Comme la condition des personnes, le régime des terres et le système fiscal, le fond même du droit se transforme. La procédure compliquée et formaliste, les conjurateurs, les ordalies, le duel judiciaire, tous ces moyens de preuve primitifs qui laissent trop souvent le hasard ou la mauvaise foi décider de l’issue d’un procès, ne tardent pas à leur tour à s’adapter aux conditions nouvelles du milieu urbain.

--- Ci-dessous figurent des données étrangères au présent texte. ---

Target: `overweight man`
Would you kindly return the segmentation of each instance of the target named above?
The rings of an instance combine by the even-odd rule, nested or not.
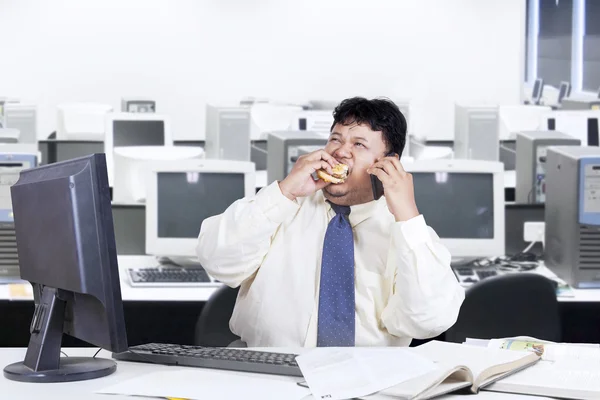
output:
[[[230,328],[248,346],[408,346],[457,319],[464,290],[399,160],[404,116],[387,99],[351,98],[333,117],[323,150],[201,226],[198,258],[240,286]],[[317,178],[339,164],[345,179]]]

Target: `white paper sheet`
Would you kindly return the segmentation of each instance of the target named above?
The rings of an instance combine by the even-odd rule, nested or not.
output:
[[[300,400],[310,392],[297,385],[296,382],[299,380],[301,378],[182,368],[141,375],[99,390],[97,393],[190,400],[247,398]],[[110,398],[107,397],[107,400]]]
[[[317,348],[296,357],[315,399],[366,396],[434,371],[432,361],[403,348]]]

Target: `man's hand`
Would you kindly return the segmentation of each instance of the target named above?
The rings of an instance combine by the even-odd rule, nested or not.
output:
[[[331,169],[337,164],[339,162],[325,150],[317,150],[298,157],[290,174],[279,182],[281,193],[288,199],[295,200],[296,197],[309,196],[317,190],[323,189],[329,183],[321,179],[314,180],[312,174],[319,169],[332,174]]]
[[[396,221],[408,221],[419,215],[412,175],[402,168],[399,156],[381,158],[367,172],[383,184],[385,201]]]

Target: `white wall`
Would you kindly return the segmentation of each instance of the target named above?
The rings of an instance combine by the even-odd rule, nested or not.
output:
[[[412,99],[451,139],[453,101],[520,101],[524,0],[0,0],[0,96],[39,105],[149,96],[175,139],[207,102]]]

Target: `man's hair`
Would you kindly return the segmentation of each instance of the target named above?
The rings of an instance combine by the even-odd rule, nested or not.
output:
[[[406,118],[394,102],[385,98],[368,100],[352,97],[343,100],[333,111],[333,125],[366,124],[373,131],[381,131],[390,152],[402,155],[406,144]]]

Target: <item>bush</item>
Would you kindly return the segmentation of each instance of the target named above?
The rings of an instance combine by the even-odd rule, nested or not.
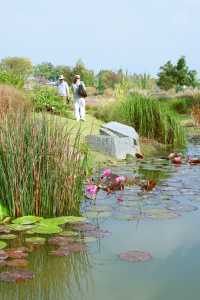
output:
[[[0,199],[10,216],[79,214],[86,172],[79,132],[26,114],[0,125]]]
[[[54,87],[37,87],[31,93],[31,100],[36,111],[48,111],[69,116],[67,105],[62,102]]]
[[[177,98],[167,101],[169,108],[179,114],[187,114],[191,112],[192,100],[186,98]]]
[[[9,70],[0,69],[0,83],[23,88],[25,82],[20,75]]]
[[[8,113],[15,114],[17,111],[31,110],[31,102],[15,87],[0,85],[0,119]]]

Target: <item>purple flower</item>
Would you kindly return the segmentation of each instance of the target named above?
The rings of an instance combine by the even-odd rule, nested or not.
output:
[[[109,177],[111,175],[111,170],[110,169],[105,169],[103,171],[103,177]]]
[[[86,186],[86,192],[91,196],[95,196],[98,192],[98,187],[95,184],[88,184]]]
[[[124,182],[125,181],[125,177],[124,176],[118,176],[115,178],[115,182],[116,183],[120,183],[120,182]]]

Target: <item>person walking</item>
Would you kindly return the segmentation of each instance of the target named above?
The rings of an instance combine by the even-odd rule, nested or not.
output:
[[[77,121],[85,121],[85,98],[87,97],[86,87],[81,81],[80,75],[74,76],[72,84],[74,95],[74,114]]]
[[[67,82],[65,81],[65,78],[63,75],[60,75],[60,77],[59,77],[58,94],[61,97],[64,104],[69,103],[69,86],[68,86]]]

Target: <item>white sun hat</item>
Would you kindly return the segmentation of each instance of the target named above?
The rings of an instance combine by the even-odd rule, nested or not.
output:
[[[65,79],[63,75],[60,75],[59,80]]]

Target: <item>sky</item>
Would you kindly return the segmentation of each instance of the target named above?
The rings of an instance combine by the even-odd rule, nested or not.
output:
[[[200,0],[0,0],[0,59],[156,75],[185,55],[200,74]]]

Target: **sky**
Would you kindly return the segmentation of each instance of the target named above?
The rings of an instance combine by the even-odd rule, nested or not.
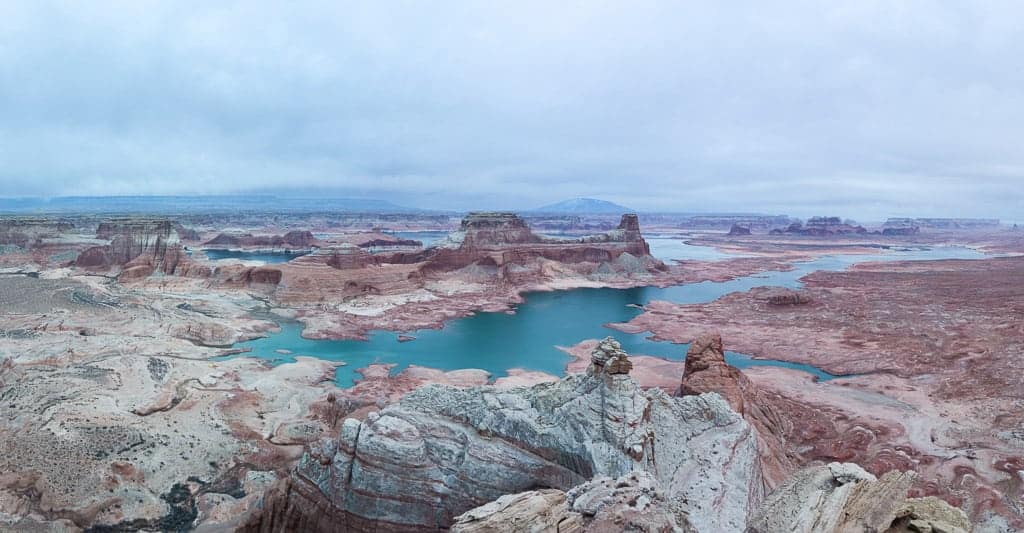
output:
[[[1019,1],[0,2],[0,196],[1024,208]]]

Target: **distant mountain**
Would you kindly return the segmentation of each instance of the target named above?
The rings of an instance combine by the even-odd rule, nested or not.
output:
[[[573,213],[573,214],[622,214],[636,211],[607,200],[596,198],[573,198],[562,202],[545,205],[533,210],[534,213]]]
[[[300,198],[274,195],[222,196],[58,196],[0,198],[0,213],[205,213],[276,211],[349,213],[426,213],[373,198]]]

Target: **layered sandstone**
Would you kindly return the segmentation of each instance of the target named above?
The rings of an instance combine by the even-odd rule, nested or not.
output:
[[[153,272],[174,274],[185,253],[169,220],[133,219],[100,224],[97,238],[110,244],[86,249],[75,265],[88,270],[121,268],[121,276],[136,279]]]
[[[786,480],[751,517],[748,533],[872,533],[896,521],[914,478],[881,478],[852,463],[810,467]],[[929,530],[930,531],[930,530]]]
[[[502,267],[536,259],[608,263],[624,254],[646,259],[645,267],[659,267],[659,262],[650,258],[650,248],[640,234],[636,215],[622,215],[619,226],[605,233],[555,239],[534,234],[526,222],[513,213],[470,213],[447,242],[427,251],[431,266],[445,269],[473,263]]]
[[[688,396],[717,392],[757,429],[758,452],[766,488],[777,486],[796,469],[797,458],[787,449],[786,433],[792,427],[774,398],[755,386],[736,367],[725,362],[722,337],[705,334],[694,339],[686,353],[679,394]]]
[[[603,345],[586,374],[511,390],[432,385],[346,420],[244,530],[439,530],[506,494],[634,471],[695,530],[742,530],[761,497],[750,427],[718,395],[644,391],[617,343]]]

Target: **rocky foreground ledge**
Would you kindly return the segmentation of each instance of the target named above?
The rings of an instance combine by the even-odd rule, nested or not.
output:
[[[813,466],[766,499],[755,426],[717,393],[644,390],[631,368],[609,338],[557,382],[420,388],[311,446],[239,530],[970,530],[941,500],[907,500],[910,472]]]
[[[346,420],[241,529],[441,530],[507,494],[636,475],[676,502],[680,527],[742,531],[762,498],[750,426],[717,394],[645,391],[629,369],[606,341],[586,374],[555,383],[423,387]]]

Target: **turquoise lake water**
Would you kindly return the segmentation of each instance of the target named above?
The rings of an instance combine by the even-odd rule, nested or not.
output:
[[[263,261],[264,263],[287,263],[296,257],[301,257],[309,252],[243,252],[240,250],[203,250],[206,257],[216,261],[218,259],[241,259],[243,261]]]
[[[442,329],[408,332],[416,337],[410,342],[399,342],[398,334],[391,331],[373,331],[366,341],[309,340],[302,338],[300,324],[285,322],[281,324],[279,333],[236,346],[252,349],[241,356],[260,357],[275,363],[294,361],[295,355],[344,361],[346,366],[339,367],[337,371],[337,382],[341,387],[351,386],[353,378],[358,377],[355,370],[371,363],[395,363],[394,372],[415,364],[444,370],[480,368],[490,372],[492,377],[506,375],[509,368],[562,375],[570,358],[558,346],[572,346],[585,339],[600,339],[608,335],[617,338],[631,354],[674,360],[685,358],[686,344],[656,342],[650,340],[647,333],[627,334],[605,327],[605,324],[632,319],[641,312],[636,306],[652,300],[704,303],[758,286],[797,288],[799,279],[810,272],[842,270],[863,261],[981,257],[985,257],[984,254],[956,247],[878,255],[828,256],[799,263],[795,270],[789,272],[766,272],[722,283],[689,283],[664,289],[641,287],[529,293],[514,314],[477,313],[451,320]],[[292,353],[282,355],[275,351],[278,349]],[[821,380],[835,377],[810,365],[752,359],[735,352],[727,352],[726,360],[739,368],[782,366],[810,372]]]

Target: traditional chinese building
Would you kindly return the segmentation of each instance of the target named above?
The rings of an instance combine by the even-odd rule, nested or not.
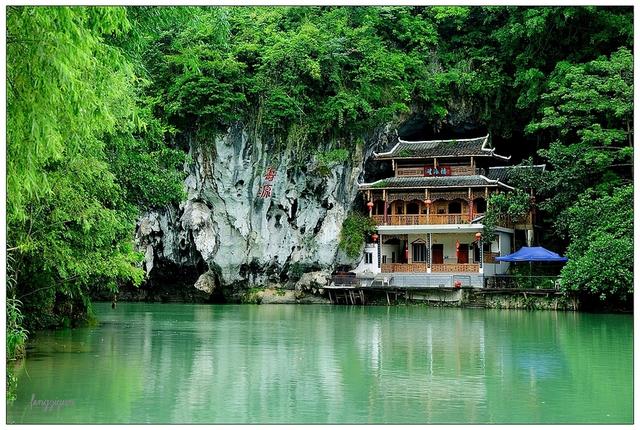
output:
[[[374,153],[394,175],[359,184],[377,225],[356,269],[359,274],[501,274],[508,263],[495,257],[514,249],[518,230],[529,240],[533,217],[496,226],[496,239],[482,240],[483,218],[492,193],[510,192],[510,157],[495,153],[489,136],[411,142],[399,140]],[[502,163],[502,166],[494,166]],[[544,166],[535,166],[544,169]],[[524,232],[524,233],[523,233]]]

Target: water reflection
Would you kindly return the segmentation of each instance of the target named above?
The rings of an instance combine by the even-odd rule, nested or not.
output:
[[[121,304],[38,335],[9,422],[630,422],[632,318]],[[615,388],[615,389],[612,389]],[[44,411],[38,399],[73,399]]]

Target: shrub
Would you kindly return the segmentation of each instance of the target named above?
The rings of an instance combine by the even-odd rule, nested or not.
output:
[[[350,258],[356,258],[362,251],[367,234],[375,232],[376,225],[367,216],[352,212],[342,223],[339,248]]]

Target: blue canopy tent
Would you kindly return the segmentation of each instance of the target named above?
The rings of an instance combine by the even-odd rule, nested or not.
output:
[[[568,258],[561,257],[553,251],[549,251],[541,246],[523,246],[513,254],[505,255],[504,257],[496,257],[497,261],[508,261],[511,263],[529,263],[529,281],[533,283],[533,277],[531,276],[531,263],[543,262],[543,263],[565,263]]]
[[[523,246],[513,254],[505,255],[504,257],[496,257],[498,261],[510,261],[510,262],[557,262],[564,263],[568,259],[567,257],[560,257],[555,252],[549,251],[541,246]]]

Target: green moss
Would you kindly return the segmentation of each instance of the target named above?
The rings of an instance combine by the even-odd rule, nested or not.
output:
[[[380,181],[373,184],[371,188],[386,188],[388,186],[389,186],[389,181]]]
[[[259,305],[260,303],[262,303],[260,292],[262,292],[263,290],[264,289],[261,287],[249,288],[244,294],[240,296],[240,302]]]
[[[349,151],[346,149],[332,149],[330,151],[318,152],[316,160],[318,164],[332,167],[345,162],[349,158]]]

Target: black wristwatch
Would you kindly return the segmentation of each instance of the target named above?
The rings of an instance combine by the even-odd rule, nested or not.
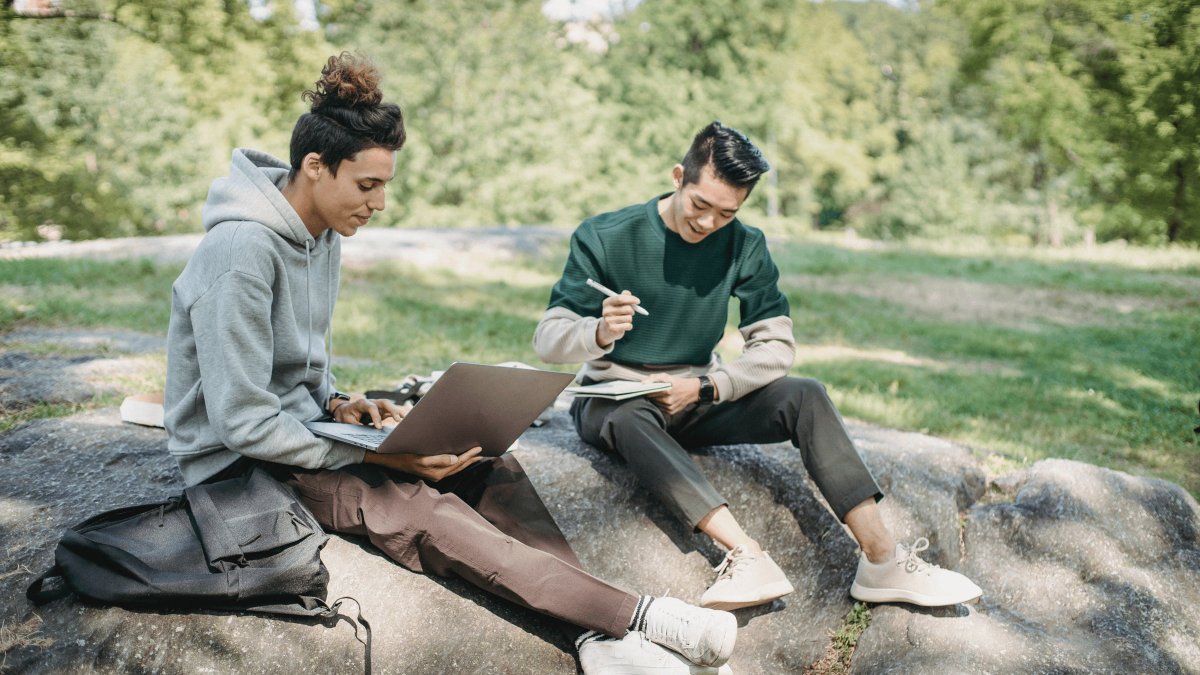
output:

Les vieux contrats formels introduits par la coutume, disparaissent à mesure que la vie économique devient plus compliquée et plus active. Le duel judiciaire ne peut évidemment se maintenir longtemps au milieu d’une population de commerçants et d’artisans. Pareillement on remarque que, de bonne heure, la preuve par témoins se substitue devant la magistrature urbaine à la preuve par conjurateurs. Le wergeld, l’ancien prix de l’homme, fait place à un système d’amendes et de châtiments corporels. Enfin les délais judiciaires, si longs à l’origine, sont considérablement réduits. Et ce n’est pas seulement la procédure qui se modifie. Le contenu même du droit évolue parallèlement. En matière de mariage, de succession, de gage, de dettes, d’hypothèques, en matière de droit commercial surtout, toute une législation nouvelle est dans les villes en voie de formation et la jurisprudence de leurs tribunaux crée, de plus en plus abondante et précise, une coutume civile.

Le droit urbain n’est pas moins caractéristique au point de vue criminel qu’au point de vue civil.